_
Wim Quist is een architect die oog heeft voor de relatie tussen gebouw en omgeving en dat hij niet alleen belang hecht aan de uitstraling van het gebouw, maar de functie centraal stelt, ervaren wij als heel positief. Samen bezochten we het stuk land waarop het depot gebouwd wordt, 'ons landje'. We hebben daar de sfeer van de omgeving geproefd en gepraat over het soort gebouw dat er zou passen. Het was duidelijk dat Wim Quist zich direct een beeld vormde. In de periode erna hebben Quist en de medewerkers van Bureau Quist-Wintermans minutieus gekeken naar de logistiek in en om het gebouw. Voortdurend keken zij met ons welke relaties er zijn tussen functies en ruimtes, hoe de collectie in het gebouw zou passen en wat de consequenties zijn van bepaalde vormen.

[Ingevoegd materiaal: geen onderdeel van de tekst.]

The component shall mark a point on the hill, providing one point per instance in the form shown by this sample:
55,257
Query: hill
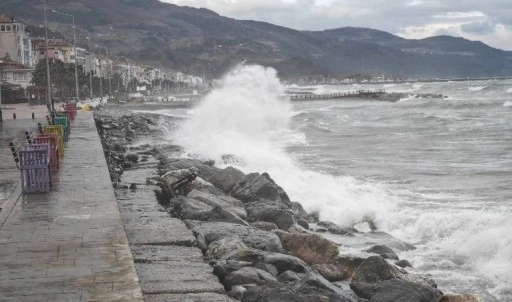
201,41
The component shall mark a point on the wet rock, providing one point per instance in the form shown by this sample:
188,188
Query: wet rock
313,279
248,275
403,263
289,277
189,208
209,232
264,241
219,214
226,202
132,157
226,179
283,293
265,226
331,272
303,223
222,269
370,273
311,248
397,290
334,228
282,262
255,186
225,246
260,211
237,292
466,297
383,251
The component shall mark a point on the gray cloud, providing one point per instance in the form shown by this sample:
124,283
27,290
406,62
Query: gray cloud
479,27
489,21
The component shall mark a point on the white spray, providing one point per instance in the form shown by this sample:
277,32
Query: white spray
247,117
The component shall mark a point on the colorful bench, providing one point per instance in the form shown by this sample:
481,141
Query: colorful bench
34,162
56,129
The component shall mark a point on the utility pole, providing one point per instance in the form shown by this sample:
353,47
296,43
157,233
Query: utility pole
49,86
74,49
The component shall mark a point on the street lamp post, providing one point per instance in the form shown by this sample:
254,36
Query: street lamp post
49,88
74,49
90,60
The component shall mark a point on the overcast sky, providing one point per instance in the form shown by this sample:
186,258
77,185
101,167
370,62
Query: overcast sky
487,20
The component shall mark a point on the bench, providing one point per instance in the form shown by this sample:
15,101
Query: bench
34,163
71,109
50,139
56,129
62,121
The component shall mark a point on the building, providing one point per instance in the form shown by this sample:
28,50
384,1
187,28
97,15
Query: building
15,41
15,73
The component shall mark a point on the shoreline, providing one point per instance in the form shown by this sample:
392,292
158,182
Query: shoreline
249,230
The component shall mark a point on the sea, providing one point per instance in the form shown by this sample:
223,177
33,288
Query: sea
436,173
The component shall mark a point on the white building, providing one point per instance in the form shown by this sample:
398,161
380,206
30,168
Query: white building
15,41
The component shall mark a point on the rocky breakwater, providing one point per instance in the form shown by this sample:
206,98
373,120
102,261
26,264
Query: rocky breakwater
261,245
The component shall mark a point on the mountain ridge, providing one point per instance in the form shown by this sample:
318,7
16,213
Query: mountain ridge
201,41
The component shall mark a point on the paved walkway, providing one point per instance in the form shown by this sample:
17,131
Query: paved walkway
70,244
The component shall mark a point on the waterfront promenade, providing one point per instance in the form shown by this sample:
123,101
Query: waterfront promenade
70,244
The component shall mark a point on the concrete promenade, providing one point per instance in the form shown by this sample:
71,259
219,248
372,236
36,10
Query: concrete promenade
70,244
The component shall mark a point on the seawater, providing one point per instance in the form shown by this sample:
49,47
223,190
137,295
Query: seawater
434,172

Er is een gebouw ontstaan dat zoveel meer is dan de afgesloten doos waar wij binnen het museum wel eens gekscherend over spraken. Quist zelf heeft het gebouw wel eens de burcht aan het IJ genoemd. Voor ons is het een schatkamer waar we straks heel efficiënt maar ook heel prettig kunnen werken aan het behoud van de collectie en waar alle voorwerpen kunnen worden opgeborgen volgens de huidige standaarden voor collectiebeheer.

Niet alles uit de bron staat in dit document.